Im gegebenen Zusammenhang ist im Sinn der (insoweit) zutreffenden Ausführungen in der Nichtigkeitsbeschwerde zur Wahrung des Gesetzes festzuhalten, daß das Oberlandesgericht Wien als Berufungsgericht bei seiner Urteilsfällung in der vorliegenden Strafsache ohne entsprechende, vom Erstgericht getroffene oder im Berufungsverfahren (durch Beweiswiederholung und -ergänzung) gewonnene Sachverhaltsfeststellungen eine rechtliche Beurteilung der subjektiven Tatseite vornahm.

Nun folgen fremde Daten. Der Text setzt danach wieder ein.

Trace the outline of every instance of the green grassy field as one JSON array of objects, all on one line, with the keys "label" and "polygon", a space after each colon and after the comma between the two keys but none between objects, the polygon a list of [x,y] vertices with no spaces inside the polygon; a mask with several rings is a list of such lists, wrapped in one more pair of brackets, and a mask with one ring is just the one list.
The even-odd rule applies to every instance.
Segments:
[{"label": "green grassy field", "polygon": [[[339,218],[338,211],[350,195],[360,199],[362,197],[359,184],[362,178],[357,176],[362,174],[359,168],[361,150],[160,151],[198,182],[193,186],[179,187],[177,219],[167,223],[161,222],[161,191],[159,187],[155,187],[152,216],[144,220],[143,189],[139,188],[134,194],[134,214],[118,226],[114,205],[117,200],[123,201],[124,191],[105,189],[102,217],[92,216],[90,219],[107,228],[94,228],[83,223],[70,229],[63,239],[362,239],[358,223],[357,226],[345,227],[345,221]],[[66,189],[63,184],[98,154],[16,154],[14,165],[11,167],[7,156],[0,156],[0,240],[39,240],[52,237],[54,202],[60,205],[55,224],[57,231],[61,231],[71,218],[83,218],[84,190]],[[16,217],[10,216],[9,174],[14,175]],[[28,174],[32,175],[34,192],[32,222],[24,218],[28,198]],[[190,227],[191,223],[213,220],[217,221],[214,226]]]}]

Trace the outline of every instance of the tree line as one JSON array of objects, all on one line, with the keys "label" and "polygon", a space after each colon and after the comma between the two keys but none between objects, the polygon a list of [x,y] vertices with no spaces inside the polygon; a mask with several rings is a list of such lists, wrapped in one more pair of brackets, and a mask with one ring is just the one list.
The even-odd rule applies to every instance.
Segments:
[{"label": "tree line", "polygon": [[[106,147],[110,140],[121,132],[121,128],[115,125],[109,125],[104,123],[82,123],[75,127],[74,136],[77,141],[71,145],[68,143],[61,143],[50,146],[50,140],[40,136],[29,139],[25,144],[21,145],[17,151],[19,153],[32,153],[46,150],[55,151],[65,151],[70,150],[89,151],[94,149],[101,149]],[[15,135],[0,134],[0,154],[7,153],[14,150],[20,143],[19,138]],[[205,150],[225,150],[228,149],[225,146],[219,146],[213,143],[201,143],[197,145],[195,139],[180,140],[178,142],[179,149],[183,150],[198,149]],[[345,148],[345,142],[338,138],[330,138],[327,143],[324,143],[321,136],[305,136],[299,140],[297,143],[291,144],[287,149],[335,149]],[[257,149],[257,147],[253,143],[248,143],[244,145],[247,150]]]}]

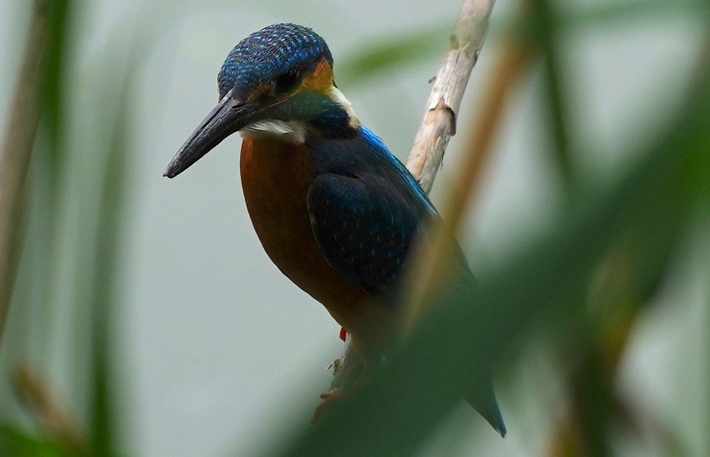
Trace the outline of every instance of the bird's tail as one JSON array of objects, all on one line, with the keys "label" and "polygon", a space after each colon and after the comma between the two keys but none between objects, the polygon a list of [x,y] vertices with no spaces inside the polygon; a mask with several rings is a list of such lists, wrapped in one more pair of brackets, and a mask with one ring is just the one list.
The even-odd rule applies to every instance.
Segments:
[{"label": "bird's tail", "polygon": [[506,424],[503,421],[501,409],[498,407],[498,401],[496,399],[496,394],[493,393],[493,383],[490,378],[485,382],[481,388],[474,390],[467,393],[464,398],[474,409],[488,421],[501,436],[505,438]]}]

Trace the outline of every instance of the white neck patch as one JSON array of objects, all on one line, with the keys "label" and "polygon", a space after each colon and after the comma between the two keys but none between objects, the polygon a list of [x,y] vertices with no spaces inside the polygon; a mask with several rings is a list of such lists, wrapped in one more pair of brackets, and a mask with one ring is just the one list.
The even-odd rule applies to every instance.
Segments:
[{"label": "white neck patch", "polygon": [[343,92],[340,92],[340,90],[336,87],[334,85],[330,87],[330,100],[333,100],[345,110],[345,112],[348,114],[348,117],[350,118],[350,127],[356,129],[360,127],[360,119],[355,114],[355,111],[353,109],[353,105],[350,103],[348,99],[345,98],[345,95]]},{"label": "white neck patch", "polygon": [[294,144],[302,144],[306,141],[306,126],[300,121],[264,119],[250,124],[239,133],[242,136],[273,138]]}]

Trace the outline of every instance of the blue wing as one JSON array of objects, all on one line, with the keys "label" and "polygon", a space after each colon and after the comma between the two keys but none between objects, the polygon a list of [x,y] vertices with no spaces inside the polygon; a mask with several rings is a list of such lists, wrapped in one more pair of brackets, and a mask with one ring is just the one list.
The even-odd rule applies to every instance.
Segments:
[{"label": "blue wing", "polygon": [[307,208],[328,263],[369,293],[388,291],[422,222],[416,205],[377,176],[323,173]]}]

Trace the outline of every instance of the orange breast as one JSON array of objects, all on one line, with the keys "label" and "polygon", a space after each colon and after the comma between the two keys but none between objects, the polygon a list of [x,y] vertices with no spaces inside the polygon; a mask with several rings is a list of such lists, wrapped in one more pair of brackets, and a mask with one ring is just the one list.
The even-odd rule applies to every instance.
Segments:
[{"label": "orange breast", "polygon": [[361,343],[384,343],[392,323],[388,309],[334,270],[316,243],[306,208],[313,178],[307,151],[275,139],[245,136],[240,168],[249,216],[273,263]]}]

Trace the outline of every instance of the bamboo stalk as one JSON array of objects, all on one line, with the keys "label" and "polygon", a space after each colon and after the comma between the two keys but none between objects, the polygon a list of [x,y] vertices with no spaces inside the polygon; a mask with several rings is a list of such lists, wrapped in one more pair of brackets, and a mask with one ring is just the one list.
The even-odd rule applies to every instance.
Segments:
[{"label": "bamboo stalk", "polygon": [[[465,0],[454,24],[449,50],[435,78],[424,119],[405,163],[427,193],[441,168],[449,139],[456,133],[461,100],[483,47],[494,4],[495,0]],[[349,334],[333,366],[331,393],[346,392],[362,372]]]},{"label": "bamboo stalk", "polygon": [[48,19],[37,2],[0,147],[0,343],[17,274],[25,181],[39,124]]}]

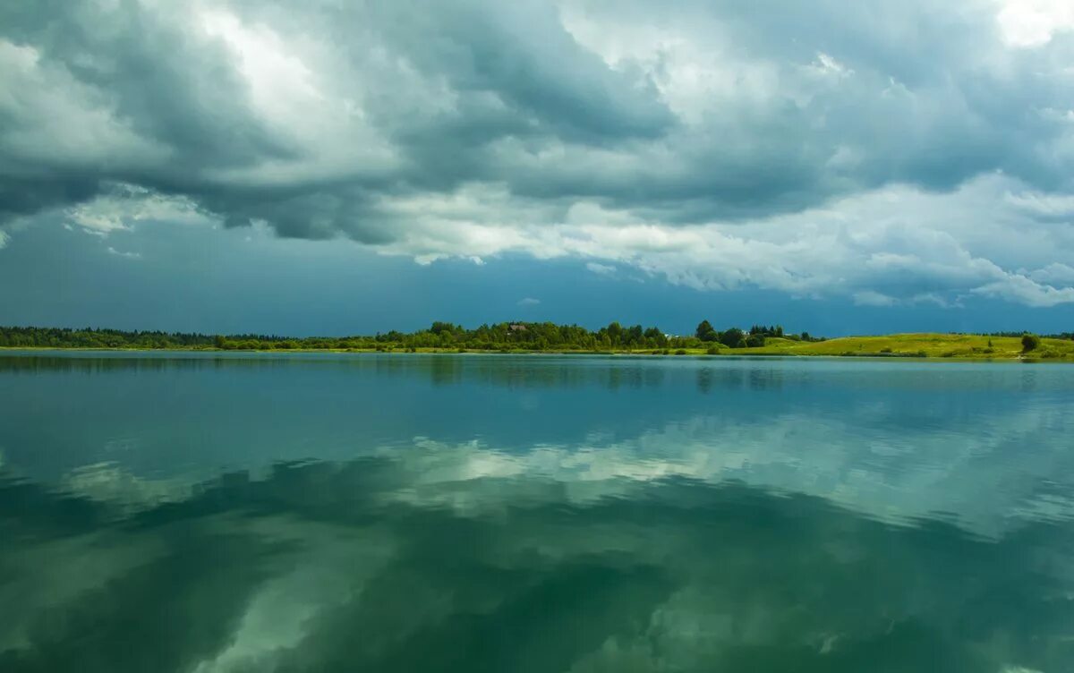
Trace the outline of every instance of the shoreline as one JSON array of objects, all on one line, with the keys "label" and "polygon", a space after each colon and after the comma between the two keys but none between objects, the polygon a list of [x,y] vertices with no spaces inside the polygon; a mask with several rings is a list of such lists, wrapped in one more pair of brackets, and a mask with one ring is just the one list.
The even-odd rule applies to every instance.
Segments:
[{"label": "shoreline", "polygon": [[[681,351],[681,352],[680,352]],[[819,353],[819,352],[775,352],[768,347],[743,348],[743,349],[722,349],[717,353],[710,353],[706,349],[678,349],[671,352],[662,350],[483,350],[483,349],[454,349],[454,348],[419,348],[415,350],[404,348],[393,349],[330,349],[330,348],[292,348],[292,349],[223,349],[223,348],[93,348],[93,347],[48,347],[48,346],[0,346],[0,355],[13,352],[27,353],[49,353],[49,352],[73,352],[73,353],[241,353],[241,354],[266,354],[287,355],[299,354],[333,354],[333,355],[605,355],[624,357],[705,357],[706,360],[738,359],[738,357],[773,357],[773,359],[839,359],[839,360],[916,360],[916,361],[946,361],[946,362],[998,362],[998,363],[1057,363],[1074,364],[1071,356],[1031,356],[1025,353],[996,353],[996,354],[918,354],[918,353],[884,353],[870,351],[842,352],[842,353]]]}]

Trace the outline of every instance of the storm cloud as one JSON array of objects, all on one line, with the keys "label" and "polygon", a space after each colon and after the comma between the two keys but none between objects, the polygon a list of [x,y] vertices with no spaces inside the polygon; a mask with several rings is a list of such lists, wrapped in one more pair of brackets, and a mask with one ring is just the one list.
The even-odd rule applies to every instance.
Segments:
[{"label": "storm cloud", "polygon": [[148,208],[421,263],[1056,306],[1072,27],[1030,0],[6,3],[0,226]]}]

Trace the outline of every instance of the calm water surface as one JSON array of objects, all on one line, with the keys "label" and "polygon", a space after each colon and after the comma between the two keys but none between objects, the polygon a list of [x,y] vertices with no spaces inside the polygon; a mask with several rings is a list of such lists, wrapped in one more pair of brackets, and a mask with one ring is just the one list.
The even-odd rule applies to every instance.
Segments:
[{"label": "calm water surface", "polygon": [[1074,367],[10,352],[0,671],[1074,671]]}]

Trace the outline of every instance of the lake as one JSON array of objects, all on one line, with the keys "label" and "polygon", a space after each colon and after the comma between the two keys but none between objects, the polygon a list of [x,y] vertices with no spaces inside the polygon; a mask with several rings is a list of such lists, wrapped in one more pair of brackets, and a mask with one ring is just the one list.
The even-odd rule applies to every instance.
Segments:
[{"label": "lake", "polygon": [[8,352],[0,671],[1074,671],[1074,367]]}]

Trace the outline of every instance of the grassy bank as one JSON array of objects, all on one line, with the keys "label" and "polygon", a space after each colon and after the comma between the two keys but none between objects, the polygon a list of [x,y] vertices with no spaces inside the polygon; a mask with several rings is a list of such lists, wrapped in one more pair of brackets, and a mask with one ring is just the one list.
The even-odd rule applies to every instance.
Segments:
[{"label": "grassy bank", "polygon": [[[0,350],[161,350],[147,348],[20,348]],[[214,347],[192,347],[184,349],[192,351],[219,351]],[[235,350],[235,349],[227,349]],[[242,349],[240,349],[242,352]],[[275,350],[274,352],[279,352]],[[988,337],[963,334],[890,334],[883,336],[854,336],[827,339],[825,341],[797,341],[770,337],[765,346],[754,348],[728,348],[715,343],[707,348],[681,349],[547,349],[534,351],[524,348],[505,348],[498,350],[477,350],[465,348],[403,348],[384,345],[379,348],[291,348],[286,352],[331,352],[331,353],[558,353],[558,354],[636,354],[636,355],[794,355],[825,357],[921,357],[944,360],[1007,360],[1007,361],[1042,361],[1042,362],[1074,362],[1074,341],[1069,339],[1041,339],[1041,345],[1028,353],[1022,352],[1021,339],[1018,337]]]}]

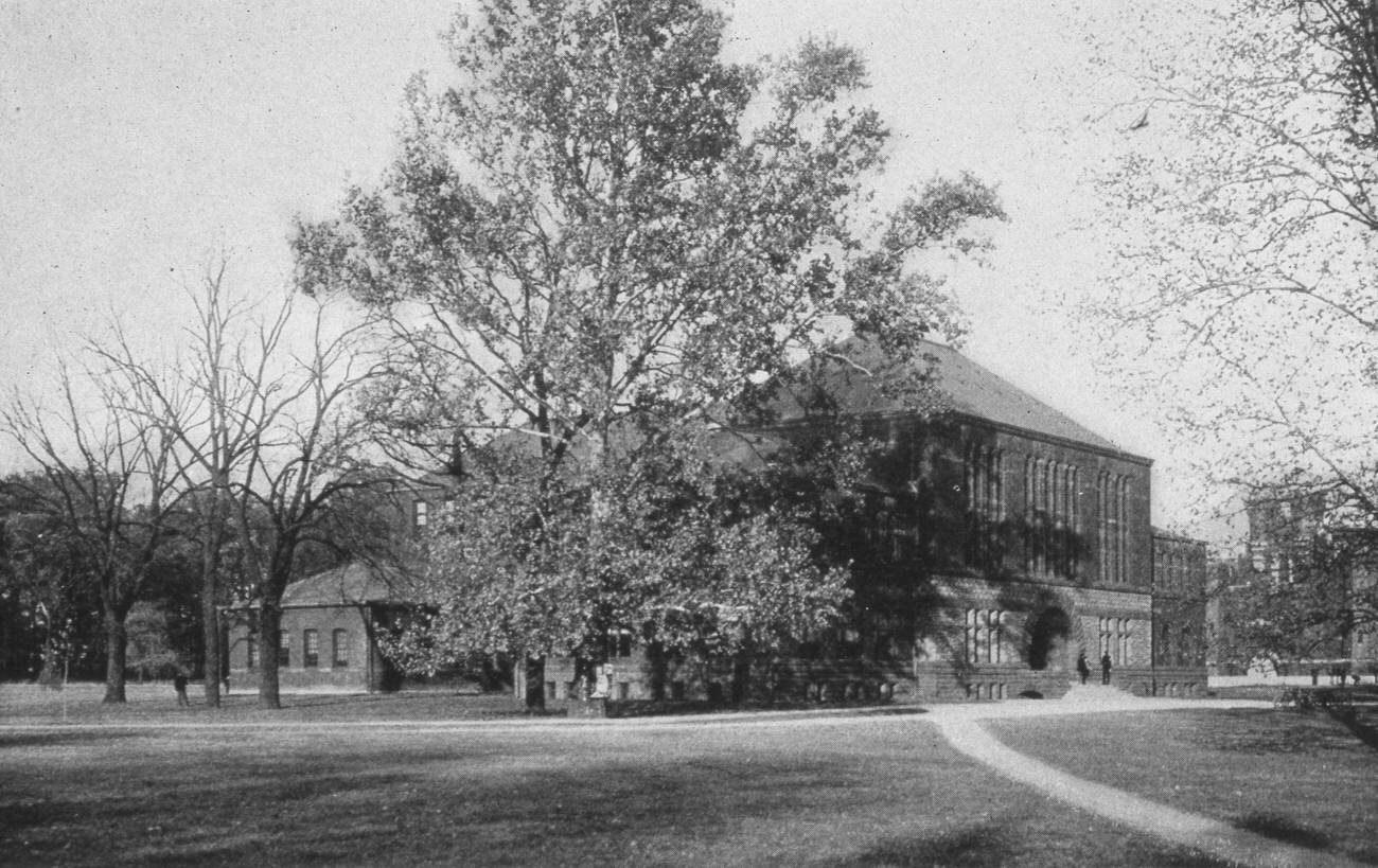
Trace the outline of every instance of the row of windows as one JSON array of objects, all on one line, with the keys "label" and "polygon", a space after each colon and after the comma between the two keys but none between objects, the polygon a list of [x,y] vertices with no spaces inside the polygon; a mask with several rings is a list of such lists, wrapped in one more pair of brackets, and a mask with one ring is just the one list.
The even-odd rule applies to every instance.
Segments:
[{"label": "row of windows", "polygon": [[1153,583],[1160,588],[1189,588],[1192,581],[1192,566],[1200,564],[1203,557],[1193,558],[1192,550],[1180,544],[1163,544],[1153,552]]},{"label": "row of windows", "polygon": [[[318,630],[302,631],[302,667],[317,668],[321,664],[321,635]],[[347,630],[331,631],[331,667],[344,668],[350,664],[350,632]],[[248,638],[248,668],[259,665],[258,638]],[[277,665],[288,668],[292,665],[292,634],[281,630],[277,634]]]},{"label": "row of windows", "polygon": [[[994,566],[1003,559],[1002,528],[1009,518],[1005,453],[970,444],[963,456],[967,497],[967,562]],[[1024,459],[1024,569],[1031,575],[1076,579],[1082,552],[1080,470],[1036,456]],[[1097,477],[1100,576],[1129,580],[1127,475]],[[882,519],[883,524],[883,519]]]},{"label": "row of windows", "polygon": [[1039,457],[1024,460],[1024,569],[1075,579],[1080,526],[1080,471]]},{"label": "row of windows", "polygon": [[1101,579],[1129,581],[1129,477],[1100,474],[1096,481],[1100,506],[1097,540],[1101,552]]},{"label": "row of windows", "polygon": [[992,566],[1000,559],[1005,521],[1005,453],[973,444],[966,452],[967,562]]},{"label": "row of windows", "polygon": [[967,663],[1005,663],[1005,613],[994,609],[967,609],[965,628]]}]

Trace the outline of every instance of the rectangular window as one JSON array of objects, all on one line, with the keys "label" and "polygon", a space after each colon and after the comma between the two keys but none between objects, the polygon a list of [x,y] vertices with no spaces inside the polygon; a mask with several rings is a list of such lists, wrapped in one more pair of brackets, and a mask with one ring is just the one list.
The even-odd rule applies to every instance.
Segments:
[{"label": "rectangular window", "polygon": [[969,663],[1002,663],[1005,660],[1005,613],[967,609],[965,646]]},{"label": "rectangular window", "polygon": [[311,668],[321,663],[321,637],[314,630],[302,631],[302,665]]},{"label": "rectangular window", "polygon": [[335,668],[349,665],[349,631],[336,630],[331,634],[331,665]]}]

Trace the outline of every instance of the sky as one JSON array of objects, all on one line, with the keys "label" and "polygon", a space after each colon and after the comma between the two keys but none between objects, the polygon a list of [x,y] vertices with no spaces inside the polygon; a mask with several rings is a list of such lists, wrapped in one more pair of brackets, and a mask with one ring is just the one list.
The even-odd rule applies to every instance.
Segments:
[{"label": "sky", "polygon": [[[327,216],[346,185],[378,179],[408,77],[448,69],[440,33],[456,8],[0,0],[6,391],[40,384],[55,349],[112,316],[156,346],[222,249],[240,288],[287,287],[294,216]],[[1079,229],[1094,205],[1083,178],[1134,120],[1084,95],[1097,83],[1079,33],[1131,8],[737,0],[728,51],[779,55],[808,34],[861,48],[867,102],[894,130],[886,183],[971,171],[999,187],[1010,222],[988,266],[943,266],[971,324],[965,351],[1155,459],[1155,524],[1191,529],[1178,445],[1153,428],[1155,408],[1097,378],[1054,304],[1104,267]],[[14,462],[0,445],[0,471]]]}]

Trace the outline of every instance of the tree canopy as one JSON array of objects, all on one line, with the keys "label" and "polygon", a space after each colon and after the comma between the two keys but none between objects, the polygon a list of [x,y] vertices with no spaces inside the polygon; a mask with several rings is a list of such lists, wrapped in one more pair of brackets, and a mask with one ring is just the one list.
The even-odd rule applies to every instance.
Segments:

Damit erledigte das Oberlandesgericht die im Rahmen der Berufung wegen Nichtigkeit erhobene Rechtsrüge, ohne von den Konstatierungen des angefochtenen Urteils oder von - durch Beweiswiederholung und -ergänzung (§ 473 StPO.) - selbst getroffenen Sachverhaltsfeststellungen auszugehen bzw. (mangels Beweiswiederholung) ausgehen zu können.

Dadurch verletzte das Berufungsgericht die Bestimmungen der §§ 489 Abs. 1, 468 Abs. 1 Z. 4, 281 Abs. 1 Z. 9 lit. a StPO. Aus den aufgezeigten Erwägungen war der Beschwerde ein Erfolg zuzuerkennen und spruchgemäß zu entscheiden.

Die urteilsmäßige Aufhebung auch der auf dem (nunmehr kassierten) Urteil des Oberlandesgerichts Wien beruhenden Beschlüsse, Anordnungen und Verfügungen des Erstgerichts, insbesondere der Endverfügung vom 7.Mai 1986 einschließlich der darin enthaltenen Verständigung des Strafregisteramts, des Ergänzungskommandos und der Dienstbehörde des Angeklagten sowie der Bestimmung der Pauschalkosten konnte allerdings - als überflüssig - unterbleiben (siehe EvBl. 1984 Nr. 147; 13 Os 59/84; 13 Os 158/84, 13 Os 180/85).